Reconozco que no soy seguidor de los Grammy. Ya sea en su versión «gringa» o, la que nos ocupa, latina, representan a una parte del negocio de la música que, a mi parecer, es solamente eso: negocio. Lo que cuenta son los millones de discos o, en su defecto, reproducciones en Tidal o Spotify. Se premia la presencia más que la esencia, y se eleva a la categoría de deidades del Olimpo a —en el mejor de los casos— «artistas» convertidos en meros productos, entertainers esclavizados por el algoritmo, marionetas de una industria que, obviamente, es un reflejo cristalino del sistema capitalista en el que vivimos.

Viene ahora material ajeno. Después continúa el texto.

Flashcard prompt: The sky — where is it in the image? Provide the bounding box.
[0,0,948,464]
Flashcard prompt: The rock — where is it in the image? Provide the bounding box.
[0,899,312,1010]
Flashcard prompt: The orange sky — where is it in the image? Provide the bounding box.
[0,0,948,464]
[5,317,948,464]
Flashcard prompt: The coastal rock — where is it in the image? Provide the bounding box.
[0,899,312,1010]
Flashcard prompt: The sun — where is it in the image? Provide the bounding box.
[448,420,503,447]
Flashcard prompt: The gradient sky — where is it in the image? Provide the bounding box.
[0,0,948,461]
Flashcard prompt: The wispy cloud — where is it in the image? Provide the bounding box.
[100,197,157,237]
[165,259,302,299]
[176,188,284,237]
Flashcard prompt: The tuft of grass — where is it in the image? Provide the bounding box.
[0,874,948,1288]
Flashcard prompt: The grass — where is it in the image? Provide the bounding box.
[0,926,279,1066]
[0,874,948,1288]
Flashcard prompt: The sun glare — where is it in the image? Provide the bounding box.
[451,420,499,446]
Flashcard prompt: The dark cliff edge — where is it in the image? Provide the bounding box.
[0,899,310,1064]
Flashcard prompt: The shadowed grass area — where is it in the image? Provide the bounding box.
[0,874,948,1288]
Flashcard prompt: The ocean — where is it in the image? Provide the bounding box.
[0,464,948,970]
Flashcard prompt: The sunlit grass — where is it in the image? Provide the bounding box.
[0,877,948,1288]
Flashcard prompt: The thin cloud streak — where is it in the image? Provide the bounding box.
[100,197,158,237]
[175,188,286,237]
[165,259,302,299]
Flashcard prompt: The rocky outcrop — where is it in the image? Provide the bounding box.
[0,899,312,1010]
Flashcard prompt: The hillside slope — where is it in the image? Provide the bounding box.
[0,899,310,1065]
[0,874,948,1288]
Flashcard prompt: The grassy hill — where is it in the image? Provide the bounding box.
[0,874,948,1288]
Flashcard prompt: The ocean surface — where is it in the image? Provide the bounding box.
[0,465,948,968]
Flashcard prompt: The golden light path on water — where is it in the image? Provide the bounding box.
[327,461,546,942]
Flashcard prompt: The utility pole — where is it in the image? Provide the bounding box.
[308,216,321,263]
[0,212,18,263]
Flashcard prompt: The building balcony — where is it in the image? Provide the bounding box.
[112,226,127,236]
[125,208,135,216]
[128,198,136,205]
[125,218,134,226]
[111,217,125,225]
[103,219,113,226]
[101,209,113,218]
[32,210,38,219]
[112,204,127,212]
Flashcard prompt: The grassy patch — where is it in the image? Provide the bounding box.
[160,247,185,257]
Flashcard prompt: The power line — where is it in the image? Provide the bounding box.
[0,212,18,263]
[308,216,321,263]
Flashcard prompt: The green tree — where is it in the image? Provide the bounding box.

Pero hoy no estamos aquí para marcarnos un antilenore y enfrascarnos en el eterno debate de «underground bien, comercial caca» y demás discusiones maniqueas que, a estas alturas del cuento, no nos llevarán a ningún sitio que no suponga un dolor de cabeza o un resoplido. Al contrario, me he decido a escribir sobre un evento que me interesa lo mismo que bañarme en el Bernesga en pleno noviembre debido a una conversación con mi amiga Neri —argentina y, por ende, LATINA— quien aseguraba sentirse bastante decepcionada con varios puntos del certamen que intentaremos desgranar desde este, mi humilde púlpito en Beatburguer, con el objeto de generar un sano debate que nos haga la tarde un poco más amena a todxs.
Decía Neri que es la primera vez en sus 24 años de existencia que el festival se celebraba fuera de territorio estadounidense… y no lo hacía en Sudamérica, considerándolo —no sin razón— una afrenta para los millones de consumidores de música latinoamericanos que, seamos honestos, suponen el grueso de los ingresos de la «música latina» (sic). Porque si el reggaetón, un sonido hoy de alcance global pero con origen en Panamá, domina las listas de éxitos en todas las plataformas de música; si «lo latino» está de moda y los todopoderosos ejecutivos norteamericanos bien lo saben, atando en corto a cualquier artistas que cante en el idioma de Cervantes con el objetivo de ordeñarlo cual vaca lechera; si la salsa, la bachata o la cumbia han salido de sus guetos para insuflar, cuando no sorpassar, con su contagioso ritmo el pop de guitarras de toda la vida… ¿Cómo coño es que la 24º edición de los Grammy Latino se celebró en Sevilla? Venga ya. ¿No hubiese sido más apropiado que, a modo de puente hacia la capital hispalense, la gala tuviese lugar en, qué sé yo, Puerto Rico, México DF o Buenos Aires? No solo por derecho propio, sino por una cuestión puramente económica: quién más aporta a la hucha, más que decir tiene.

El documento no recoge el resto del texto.